By David
Two notable events occurred this week. In Auckland our swim team is about to complete their spring aerobic build up. Yesterday’s main set was 10,000 meters swum either as 100×100 or as a 10 kilometer straight swim. Jessica, Abigail and Sarah completed the set. Sarah did it as 100×100. Jessica and Abigail did the straight swim. They were good efforts; Abigail because she’s only 14 and Jessica because she got through the swim in 2hrs 11min 48sec, an average of 1.19 for each 100. With Nikki having done 100×100 last build up we now have a core of four swimmers who can swim respectable distances during the aerobic period of their training. After fifteen weeks that’s progress.
On the other side of the Pacific the draft heat sheets for the 2010 Pan Pacific Championships were published. So who is going to win and lose? How is the New Zealand team going to fare? The table below shows our picks for the medalists in each event.
Our guess is that the USA will miss out in the men’s freestyle. We expect Cielo from Brazil, Park from Korea and Mellouli from Tunisia to dominate this stroke. Peirsol will come right, as he usually does, and take control of the men’s backstroke. Kitajima will shrug off a quiet patch of form and win the breaststroke sprints. The men’s fly and IMs will be a Phelps’ benefit. In the IMs Lochte will keep Phelps honest, but when the roll is called the Olympic Champion will be too good for the man from Florida. The women’s events will be more fragmented. The Americans will do well in freestyle, backstroke and breaststroke and the Australians will control the women’s butterfly and IM. We are picking the Americans to dominate both the men’s and women’s relays; but then it hardly took a genius to work that out.

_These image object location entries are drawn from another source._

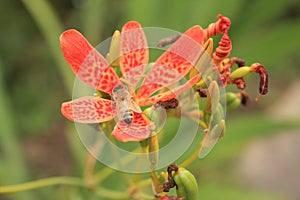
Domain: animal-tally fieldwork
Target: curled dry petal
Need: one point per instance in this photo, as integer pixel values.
(263, 84)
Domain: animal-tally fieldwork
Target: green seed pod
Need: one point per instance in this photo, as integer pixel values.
(233, 104)
(240, 72)
(153, 151)
(208, 46)
(113, 56)
(186, 183)
(213, 97)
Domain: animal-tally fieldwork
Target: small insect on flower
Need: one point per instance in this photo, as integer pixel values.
(123, 104)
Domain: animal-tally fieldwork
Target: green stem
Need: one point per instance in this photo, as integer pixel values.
(13, 163)
(64, 180)
(50, 26)
(111, 194)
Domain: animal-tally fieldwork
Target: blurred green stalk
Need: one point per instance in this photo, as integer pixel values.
(48, 22)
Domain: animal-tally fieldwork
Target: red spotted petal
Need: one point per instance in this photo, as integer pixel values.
(88, 109)
(138, 130)
(174, 63)
(86, 62)
(165, 96)
(134, 51)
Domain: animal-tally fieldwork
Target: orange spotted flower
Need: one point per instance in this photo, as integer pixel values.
(125, 104)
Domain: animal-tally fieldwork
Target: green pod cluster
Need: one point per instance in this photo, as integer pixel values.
(186, 184)
(240, 72)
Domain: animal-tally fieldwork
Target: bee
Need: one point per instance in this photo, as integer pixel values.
(123, 103)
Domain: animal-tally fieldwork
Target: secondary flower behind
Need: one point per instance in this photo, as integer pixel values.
(124, 105)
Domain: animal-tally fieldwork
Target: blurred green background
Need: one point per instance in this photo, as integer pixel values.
(257, 158)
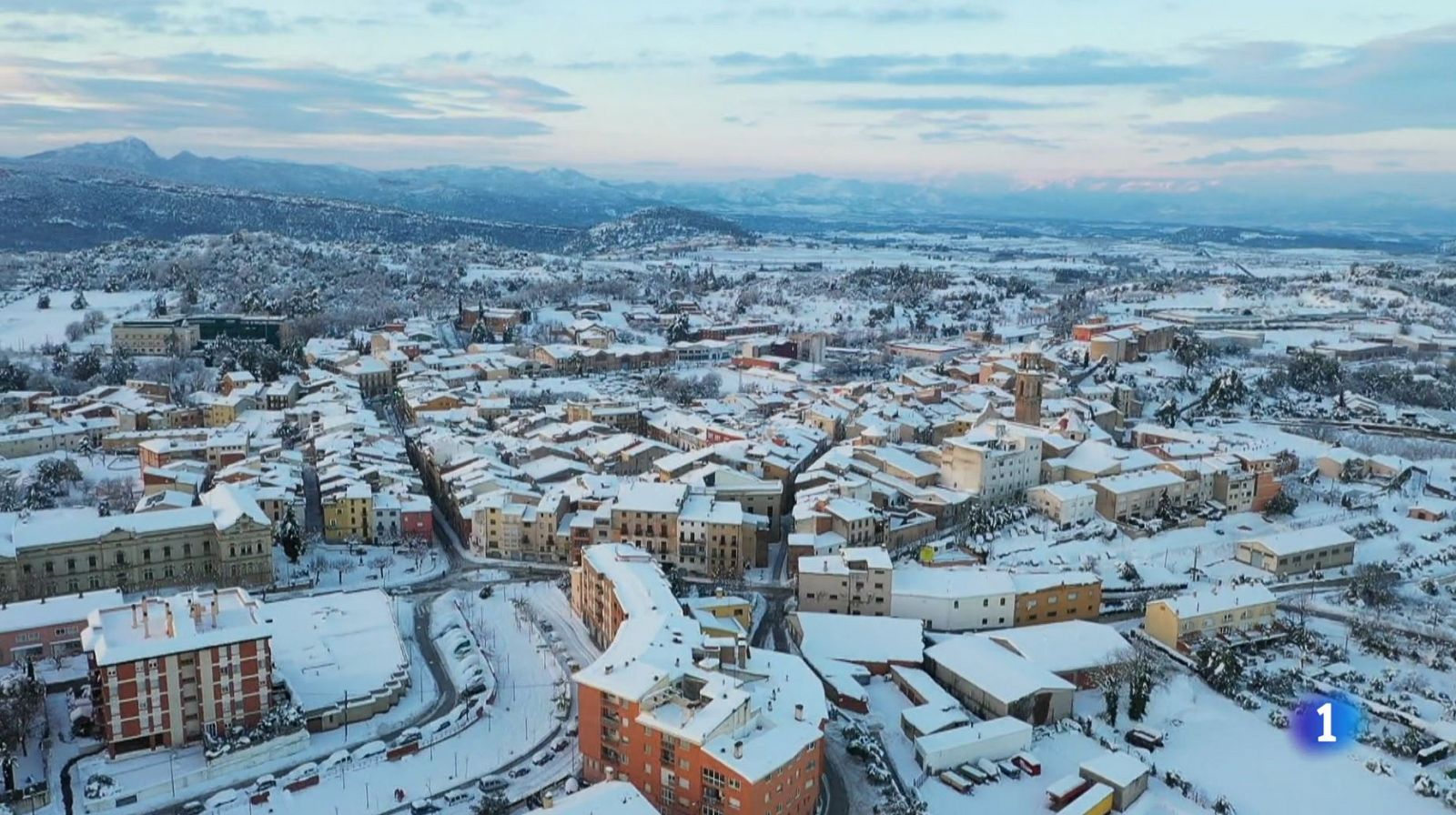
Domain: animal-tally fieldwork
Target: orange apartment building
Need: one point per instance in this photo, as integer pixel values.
(167, 669)
(696, 724)
(1057, 597)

The format of the meet favors smaller nations like New Zealand. Only two swimmers per country can swim in a final. The limited number of countries attending gives most countries a real shot at placing someone in the top eight. And, as they say, once you’re in the final anything can happen. In 1991 Toni Jeffs, Anna Simcic and Phillipa Langrell came home with Championship medals. Two years later John Steel, Trent Bray, Danyon Loader and the men’s relay were placed at the Kobe Games. Danyon Loader and the men’s relay teams won medals again in Atlanta in 1995. And finally Trent Bray and the relays won medals in the 1997 Pan Pacific Games in Fukuoka, Japan.
I was coaching Toni in 1991 when she won the Edmonton Pan Pacs bronze medal in the 50 freestyle. New Zealand track coach, Arch Jelley, helped me put together her final six weeks of training. It seemed to work. Toni was behind two good Americans, Jenny Thompson and Angel Martino in a time of 26.21 which, I think, was a New Zealand record.

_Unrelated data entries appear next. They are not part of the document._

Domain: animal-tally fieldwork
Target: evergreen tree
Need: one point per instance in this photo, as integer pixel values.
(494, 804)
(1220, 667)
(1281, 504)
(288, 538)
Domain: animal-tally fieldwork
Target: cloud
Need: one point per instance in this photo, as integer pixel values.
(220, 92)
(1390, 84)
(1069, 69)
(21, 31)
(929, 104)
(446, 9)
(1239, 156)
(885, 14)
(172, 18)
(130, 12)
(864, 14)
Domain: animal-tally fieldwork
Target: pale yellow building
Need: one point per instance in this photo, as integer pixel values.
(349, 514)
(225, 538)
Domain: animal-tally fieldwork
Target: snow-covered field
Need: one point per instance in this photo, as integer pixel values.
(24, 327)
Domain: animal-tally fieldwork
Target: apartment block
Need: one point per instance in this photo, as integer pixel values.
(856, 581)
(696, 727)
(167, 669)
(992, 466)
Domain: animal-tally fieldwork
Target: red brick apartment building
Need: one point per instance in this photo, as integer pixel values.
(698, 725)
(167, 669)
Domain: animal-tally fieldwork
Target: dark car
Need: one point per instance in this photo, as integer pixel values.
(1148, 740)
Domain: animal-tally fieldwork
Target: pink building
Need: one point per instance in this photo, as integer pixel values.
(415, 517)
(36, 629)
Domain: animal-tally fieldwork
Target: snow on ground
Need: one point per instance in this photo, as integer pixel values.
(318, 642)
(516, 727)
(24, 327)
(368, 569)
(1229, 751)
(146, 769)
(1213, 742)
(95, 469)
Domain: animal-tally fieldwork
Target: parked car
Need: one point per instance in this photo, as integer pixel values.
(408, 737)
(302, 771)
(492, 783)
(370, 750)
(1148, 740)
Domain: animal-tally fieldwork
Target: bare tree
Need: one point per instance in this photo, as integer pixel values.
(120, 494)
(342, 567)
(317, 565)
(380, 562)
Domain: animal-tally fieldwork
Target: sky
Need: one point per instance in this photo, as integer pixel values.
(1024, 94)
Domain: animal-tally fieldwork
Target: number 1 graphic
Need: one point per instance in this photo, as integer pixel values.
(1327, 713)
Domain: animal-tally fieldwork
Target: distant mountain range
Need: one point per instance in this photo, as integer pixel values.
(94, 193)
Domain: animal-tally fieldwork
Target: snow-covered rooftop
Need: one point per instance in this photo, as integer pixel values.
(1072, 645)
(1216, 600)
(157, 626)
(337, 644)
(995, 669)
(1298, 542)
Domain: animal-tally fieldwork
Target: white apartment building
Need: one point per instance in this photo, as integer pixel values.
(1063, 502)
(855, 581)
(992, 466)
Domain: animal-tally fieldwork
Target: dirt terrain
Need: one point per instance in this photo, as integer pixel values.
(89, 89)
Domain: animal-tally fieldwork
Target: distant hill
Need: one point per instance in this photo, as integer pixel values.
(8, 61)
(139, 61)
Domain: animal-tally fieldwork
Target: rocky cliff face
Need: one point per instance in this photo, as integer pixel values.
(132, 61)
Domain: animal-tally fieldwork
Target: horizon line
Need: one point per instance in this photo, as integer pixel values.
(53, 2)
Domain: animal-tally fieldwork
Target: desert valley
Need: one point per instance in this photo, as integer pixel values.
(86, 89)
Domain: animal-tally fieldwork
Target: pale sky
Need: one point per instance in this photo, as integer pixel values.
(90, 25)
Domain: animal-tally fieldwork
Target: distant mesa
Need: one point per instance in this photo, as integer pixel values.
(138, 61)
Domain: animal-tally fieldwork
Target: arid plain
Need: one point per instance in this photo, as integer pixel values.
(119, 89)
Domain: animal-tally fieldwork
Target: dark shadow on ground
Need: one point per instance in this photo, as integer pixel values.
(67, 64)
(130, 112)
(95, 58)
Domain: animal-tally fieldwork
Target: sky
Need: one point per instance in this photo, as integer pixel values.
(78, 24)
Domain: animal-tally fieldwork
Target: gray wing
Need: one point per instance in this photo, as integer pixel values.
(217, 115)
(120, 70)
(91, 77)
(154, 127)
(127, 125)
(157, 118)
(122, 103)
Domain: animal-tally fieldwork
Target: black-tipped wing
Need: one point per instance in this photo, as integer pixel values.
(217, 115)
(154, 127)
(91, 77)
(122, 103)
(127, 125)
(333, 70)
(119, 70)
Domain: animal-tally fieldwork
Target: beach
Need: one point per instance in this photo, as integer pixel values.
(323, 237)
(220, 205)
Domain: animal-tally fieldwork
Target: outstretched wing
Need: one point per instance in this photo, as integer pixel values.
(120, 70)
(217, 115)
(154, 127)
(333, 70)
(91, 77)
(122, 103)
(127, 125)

We say Trent Bray’s 1997 bronze medal in the 200 freestyle was final because after 1997 New Zealand entered the “modern era” of performance pathways, state funding and imported foreign coaches and in the three Pan Pacific Games since then New Zealand has won nothing; not a medal of any description. Even with the advantage of only two swimmers from each nation in a final, at Sydney in 1999, Yokohama in 2002 and Victoria in 2006 the New Zealand’s National Coach hasn’t been able to coach a medalist of any sort. That’s thirteen years of funding and swimming talent for nothing. I see the coach’s son is now telling the country’s largest newspaper, the New Zealand Herald, that he wants to be the National Coach, coach an Olympic Champion and see swimming become New Zealand’s most successful sport. Time will tell but, if as we suspect, New Zealand does not win a race in Irvine, California there is a very long way to go. It’s difficult to climb Mt. Everest when the slope on Auckland’s Harbor Bridge is causing you problems. New Zealand is certainly starting well behind where it was in the early 1990s. We have centralized ourselves to death. Certainly the PR media access of the current North Shore regime is far in advance of their aquatic’s performance.
Let there be no mistake. The talent on this New Zealand team is huge. Bell, Palmer, Ingram, Burmester, and Snyders are potentially as good as any swimmers in the world. Culpability for the absence of a Pan Pac gold medal, if that is indeed what happens, will not lie at their door.